Clop claims to have deleted any information it stole that pertains to government agencies. "If you are a government, city or police service do not worry, we erased all your data," the group claims on its data leak site. "You do not need to contact us. We have no interest to expose such information."
Other recently disclosed victims include the universities of Alaska, Colorado, Dayton, Delaware, Georgia, Idaho, Illinois, Loyola, Missouri, Oklahoma, Rochester, Southern Illinois, Temple, Utah, Wake Forest, Washington State, Webster and Worcester State, based on breach reports tracked by cybersecurity research firm KonBriefing.

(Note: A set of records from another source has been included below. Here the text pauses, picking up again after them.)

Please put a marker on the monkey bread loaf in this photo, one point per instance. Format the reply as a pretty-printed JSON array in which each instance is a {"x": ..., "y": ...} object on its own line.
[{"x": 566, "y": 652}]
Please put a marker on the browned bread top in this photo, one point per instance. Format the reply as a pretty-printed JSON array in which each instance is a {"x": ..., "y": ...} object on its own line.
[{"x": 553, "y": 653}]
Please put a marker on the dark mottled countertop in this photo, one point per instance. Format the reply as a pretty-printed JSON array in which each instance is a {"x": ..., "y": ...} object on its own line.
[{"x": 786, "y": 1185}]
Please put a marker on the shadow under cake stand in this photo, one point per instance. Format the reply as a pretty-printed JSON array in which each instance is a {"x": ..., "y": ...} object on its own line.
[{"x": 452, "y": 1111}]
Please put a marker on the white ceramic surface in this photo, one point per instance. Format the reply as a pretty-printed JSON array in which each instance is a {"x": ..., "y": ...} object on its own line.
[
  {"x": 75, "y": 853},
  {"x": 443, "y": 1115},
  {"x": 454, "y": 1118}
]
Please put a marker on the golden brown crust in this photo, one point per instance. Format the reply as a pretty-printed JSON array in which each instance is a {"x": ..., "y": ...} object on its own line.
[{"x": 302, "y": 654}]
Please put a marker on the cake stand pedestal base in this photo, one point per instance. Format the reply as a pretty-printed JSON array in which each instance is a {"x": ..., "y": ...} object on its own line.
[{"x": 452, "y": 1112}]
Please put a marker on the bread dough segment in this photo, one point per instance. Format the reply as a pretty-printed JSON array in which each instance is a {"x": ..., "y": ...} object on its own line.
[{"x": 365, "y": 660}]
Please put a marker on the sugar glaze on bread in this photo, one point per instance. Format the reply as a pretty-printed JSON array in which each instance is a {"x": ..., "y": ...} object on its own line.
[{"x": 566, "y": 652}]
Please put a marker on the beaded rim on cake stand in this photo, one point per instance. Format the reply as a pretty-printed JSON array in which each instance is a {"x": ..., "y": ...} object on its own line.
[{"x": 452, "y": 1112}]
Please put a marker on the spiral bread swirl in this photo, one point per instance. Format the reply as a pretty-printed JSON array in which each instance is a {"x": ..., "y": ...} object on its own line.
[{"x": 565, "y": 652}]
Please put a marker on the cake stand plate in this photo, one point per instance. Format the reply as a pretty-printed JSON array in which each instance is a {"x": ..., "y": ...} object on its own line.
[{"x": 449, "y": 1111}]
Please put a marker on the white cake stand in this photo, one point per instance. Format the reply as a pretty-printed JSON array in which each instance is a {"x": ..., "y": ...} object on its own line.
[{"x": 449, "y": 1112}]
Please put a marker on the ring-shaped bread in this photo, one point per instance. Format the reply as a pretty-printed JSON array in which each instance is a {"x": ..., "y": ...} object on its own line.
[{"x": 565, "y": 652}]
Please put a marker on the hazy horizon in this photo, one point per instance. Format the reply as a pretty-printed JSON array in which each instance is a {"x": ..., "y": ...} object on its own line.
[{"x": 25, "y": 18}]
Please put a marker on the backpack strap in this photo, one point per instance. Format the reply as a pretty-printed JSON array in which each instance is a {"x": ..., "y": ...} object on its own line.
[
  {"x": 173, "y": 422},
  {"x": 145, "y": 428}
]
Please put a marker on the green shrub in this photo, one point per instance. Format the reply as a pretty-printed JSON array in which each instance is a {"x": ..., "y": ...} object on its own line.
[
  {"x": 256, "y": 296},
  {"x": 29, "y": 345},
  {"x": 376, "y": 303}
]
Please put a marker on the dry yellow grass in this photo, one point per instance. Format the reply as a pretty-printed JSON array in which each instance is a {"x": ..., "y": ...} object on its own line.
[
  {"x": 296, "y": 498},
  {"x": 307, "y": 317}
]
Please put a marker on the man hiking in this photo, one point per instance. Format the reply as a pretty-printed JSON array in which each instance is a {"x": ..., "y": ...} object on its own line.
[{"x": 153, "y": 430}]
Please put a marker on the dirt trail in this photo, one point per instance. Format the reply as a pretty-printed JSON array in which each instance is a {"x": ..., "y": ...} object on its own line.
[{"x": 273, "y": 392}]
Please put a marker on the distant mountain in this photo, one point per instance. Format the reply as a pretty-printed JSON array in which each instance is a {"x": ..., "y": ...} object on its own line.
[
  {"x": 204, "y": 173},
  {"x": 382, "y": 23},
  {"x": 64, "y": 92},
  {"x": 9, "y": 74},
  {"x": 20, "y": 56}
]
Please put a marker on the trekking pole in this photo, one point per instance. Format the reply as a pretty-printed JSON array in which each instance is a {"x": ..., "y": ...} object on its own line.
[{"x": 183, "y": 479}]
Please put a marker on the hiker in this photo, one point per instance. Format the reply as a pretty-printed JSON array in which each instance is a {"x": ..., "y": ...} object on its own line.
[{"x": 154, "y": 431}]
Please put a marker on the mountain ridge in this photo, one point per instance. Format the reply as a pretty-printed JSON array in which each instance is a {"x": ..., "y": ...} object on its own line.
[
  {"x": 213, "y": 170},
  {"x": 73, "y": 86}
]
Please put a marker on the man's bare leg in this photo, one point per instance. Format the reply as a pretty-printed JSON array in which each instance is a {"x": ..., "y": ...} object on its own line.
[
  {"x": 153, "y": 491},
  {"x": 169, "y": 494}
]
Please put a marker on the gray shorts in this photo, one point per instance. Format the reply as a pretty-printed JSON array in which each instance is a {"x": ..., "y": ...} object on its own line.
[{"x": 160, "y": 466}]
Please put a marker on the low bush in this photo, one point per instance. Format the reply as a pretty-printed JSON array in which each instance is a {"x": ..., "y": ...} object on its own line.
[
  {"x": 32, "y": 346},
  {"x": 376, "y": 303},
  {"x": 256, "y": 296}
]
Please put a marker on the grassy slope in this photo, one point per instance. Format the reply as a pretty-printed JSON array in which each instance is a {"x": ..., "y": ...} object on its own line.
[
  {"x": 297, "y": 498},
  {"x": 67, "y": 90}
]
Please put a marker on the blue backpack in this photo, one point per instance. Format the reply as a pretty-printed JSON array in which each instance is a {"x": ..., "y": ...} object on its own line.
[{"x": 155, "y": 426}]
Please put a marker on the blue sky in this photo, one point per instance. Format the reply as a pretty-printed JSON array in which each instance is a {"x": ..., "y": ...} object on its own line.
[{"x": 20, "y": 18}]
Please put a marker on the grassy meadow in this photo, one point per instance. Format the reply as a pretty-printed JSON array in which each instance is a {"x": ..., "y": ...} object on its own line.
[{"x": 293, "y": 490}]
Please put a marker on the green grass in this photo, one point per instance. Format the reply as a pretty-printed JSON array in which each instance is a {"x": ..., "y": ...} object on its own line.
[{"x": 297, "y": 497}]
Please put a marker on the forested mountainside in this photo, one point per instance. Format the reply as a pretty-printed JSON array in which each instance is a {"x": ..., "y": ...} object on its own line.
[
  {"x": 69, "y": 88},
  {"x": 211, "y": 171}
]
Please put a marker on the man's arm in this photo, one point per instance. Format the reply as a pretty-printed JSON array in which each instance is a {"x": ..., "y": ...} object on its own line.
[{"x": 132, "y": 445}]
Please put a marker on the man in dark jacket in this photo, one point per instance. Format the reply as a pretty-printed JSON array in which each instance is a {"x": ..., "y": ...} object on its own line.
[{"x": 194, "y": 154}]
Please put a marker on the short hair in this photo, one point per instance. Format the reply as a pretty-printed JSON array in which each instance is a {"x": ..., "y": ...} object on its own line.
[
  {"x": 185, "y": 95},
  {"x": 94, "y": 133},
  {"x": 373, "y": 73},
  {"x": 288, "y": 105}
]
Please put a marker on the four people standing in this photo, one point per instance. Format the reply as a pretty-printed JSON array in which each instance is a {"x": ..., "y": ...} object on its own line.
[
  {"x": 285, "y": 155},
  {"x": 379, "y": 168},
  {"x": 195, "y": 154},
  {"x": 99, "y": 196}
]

Vitality Group International, which offers a well-being platform, issued a breach update Monday saying it has informed about 2,800 individuals that their name or another personal identifier was exposed, along with their Social Security number. The company said it is offering 24 months of Experian credit monitoring and identity theft protection services to all affected individuals.
Victim Count Keeps Climbing
Expect the number of affected organizations and individuals to keep rising, as organizations' MOVEit investigations continue.
Breach probes by multiple service providers are underway and will likely lead to more knock-on breach reports from their customers. Such investigations appear to remain underway at National Student Clearinghouse, which works with 3,600 colleges and universities - at least some of which have reported that they're still waiting to hear if they were affected by NSC's MOVEit breach.
Investigations also are underway at Teachers Insurance and Annuity Association and population management firm PBI Research Services, which works with numerous financial services firms.
PBI customers that have confirmed their data was breached include Fidelity, Genworth Financial and the California Public Employees' Retirement System, which manages the largest public pension fund in the U.S., among others.
On Friday, PBI alerted the U.S. Department of Health and Human Services to a breach involving about 1.2 million individuals. This may be the same data breach disclosed Monday by financial services firm Milliman Solutions, which reported that individuals' Social Security numbers had been stolen.
Milliman Solutions said PBI is working with Kroll to "provide credit monitoring, fraud consultation, and identity theft restoration services" to all affected individuals for 12 months.